Les émotions balançaient, fluctuaient, me saisissaient. Je passais d’une effusion de joie à une douleur viscérale qui me terrassait. J’ai pas mal pleuré aussi, comme pour me laver. J’ai vécu des situations improbables, je me suis parfois laissée aller dans la fête, l’alcool, la drogue, comme une exploratrice des limites mais sans me perdre complètement. Je me sentais vivante et je me suis ouverte à plus de légèreté aussi.

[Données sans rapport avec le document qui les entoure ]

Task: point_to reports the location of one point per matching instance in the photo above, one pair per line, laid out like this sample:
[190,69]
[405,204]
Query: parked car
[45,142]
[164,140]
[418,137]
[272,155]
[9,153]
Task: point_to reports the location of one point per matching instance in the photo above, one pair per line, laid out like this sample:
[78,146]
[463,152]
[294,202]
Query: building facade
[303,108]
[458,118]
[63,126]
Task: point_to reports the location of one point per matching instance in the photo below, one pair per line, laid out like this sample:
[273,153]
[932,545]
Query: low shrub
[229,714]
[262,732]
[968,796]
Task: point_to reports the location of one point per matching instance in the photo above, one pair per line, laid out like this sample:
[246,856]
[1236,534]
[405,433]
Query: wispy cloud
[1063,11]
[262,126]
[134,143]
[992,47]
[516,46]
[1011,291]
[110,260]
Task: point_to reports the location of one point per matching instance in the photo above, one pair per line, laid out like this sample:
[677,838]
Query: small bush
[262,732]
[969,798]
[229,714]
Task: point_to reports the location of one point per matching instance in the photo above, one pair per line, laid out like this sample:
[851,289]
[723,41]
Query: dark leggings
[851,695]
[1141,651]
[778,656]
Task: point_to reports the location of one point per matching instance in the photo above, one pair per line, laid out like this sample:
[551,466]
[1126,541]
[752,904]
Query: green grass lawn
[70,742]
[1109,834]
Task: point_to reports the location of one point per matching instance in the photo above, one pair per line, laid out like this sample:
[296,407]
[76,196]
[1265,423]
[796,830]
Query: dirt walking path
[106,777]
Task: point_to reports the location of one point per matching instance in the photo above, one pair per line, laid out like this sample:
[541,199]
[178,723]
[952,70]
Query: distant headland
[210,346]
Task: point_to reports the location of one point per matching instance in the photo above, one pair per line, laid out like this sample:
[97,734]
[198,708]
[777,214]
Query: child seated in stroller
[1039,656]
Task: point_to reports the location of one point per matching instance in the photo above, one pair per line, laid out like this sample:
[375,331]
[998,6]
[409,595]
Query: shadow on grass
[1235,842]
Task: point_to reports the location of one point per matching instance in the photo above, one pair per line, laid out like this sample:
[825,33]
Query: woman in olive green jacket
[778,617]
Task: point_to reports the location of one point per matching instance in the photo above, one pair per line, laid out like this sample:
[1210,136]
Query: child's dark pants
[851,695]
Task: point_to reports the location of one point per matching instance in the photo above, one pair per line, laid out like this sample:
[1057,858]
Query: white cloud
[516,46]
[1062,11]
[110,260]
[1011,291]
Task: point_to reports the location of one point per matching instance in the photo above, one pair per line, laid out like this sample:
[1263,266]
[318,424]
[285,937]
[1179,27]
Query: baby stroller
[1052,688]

De belles rencontres m’ont accompagnées, et puis lors d’un voyage professionnel à Paris, j’ai rencontré un homme avec qui tout s’est accéléré.

Quelques mois plus tard il venait vivre chez moi à New-Delhi. Je suis tombée enceinte et c’est ainsi que j’ai commencé le sevrage de ces troubles alimentaires car je n’avais plus du tout envie de me retrouver prostrée au dessus de la cuvette des chiottes à gerber mes tripes.

Plus envie de sentir l’acidité des reflux me brûler la gorge. Plus envie de me sentir fatiguée de vivre, moi qui portais la vie à ce moment-là. Écœurée d’être écœurée !

D’un coup, cela c’est arrêté. Je n’ai d’ailleurs jamais vomis enceinte. Pleine d’espoir, cela m’a aidée à me détacher des TCA.

Et puis j’ai fait une fausse couche à 2 mois 1/2, comme si ce fœtus n’était venu que pour me sauver, moi qui avait longtemps cru avoir tué ma mère en naissant. Moi qui avais le mal de vivre, le mal au coeur en permanence.

La vie est ironique. Je ne vous le fais pas dire.

Et le plus fort, c’est que ça, je viens de prendre conscience en écrivant ces mots que je dépose ici.

Séquence émotion.

Petit à petit la vie a repris en moi, même s’il m’a fallu encore plusieurs années pour me désencombrer, accepter de manger même du bon gras sans culpabiliser ou psychoter. Mes TCA commençaient à me laisser un peu d’espoir.

L’ayurveda m’a aussi accompagné à ce retour à la vie et à une alimentation saine sans me priver.

Une bataille de plus de 10 ans que je suis fière d’avoir gagné, de m’être libérée et d’avoir retrouvée ma santé physique et psychique.

Aujourd’hui, je suis fière d’être devenue gourmande, de me délecter d’une patisserie au chocolat, une tartelette aux fraises ou même une barquette de frites, ou une pizza de temps en temps. Et croyez-moi, je les mange en conscience à chaque fois.

Cela peut paraître con mais pour moi, ça veut dire beaucoup !

C’est une victoire dont je ne me lasserai jamais et cela me remplie de joie.

J’avais à cœur de partager mon histoire car à une époque, je n’aurais jamais pensé me libérer et pourtant… J’y suis arrivée. J’espère que ce message d’espoir face aux TCA arrivera jusqu’à vous !

Alors, ne jamais dire ou penser “jamais” parce que je vous le dis : TOUT EST POSSIBLE !

Depuis plusieurs années, j’ai retrouvé le vrai goût de la vie !

Ça l’a été pour moi, ça peut l’être pour toi aussi.

Ça je le sais, vu ce que j’ai traversé.

Merci d’avoir lu jusque-là même si le message est un peu long.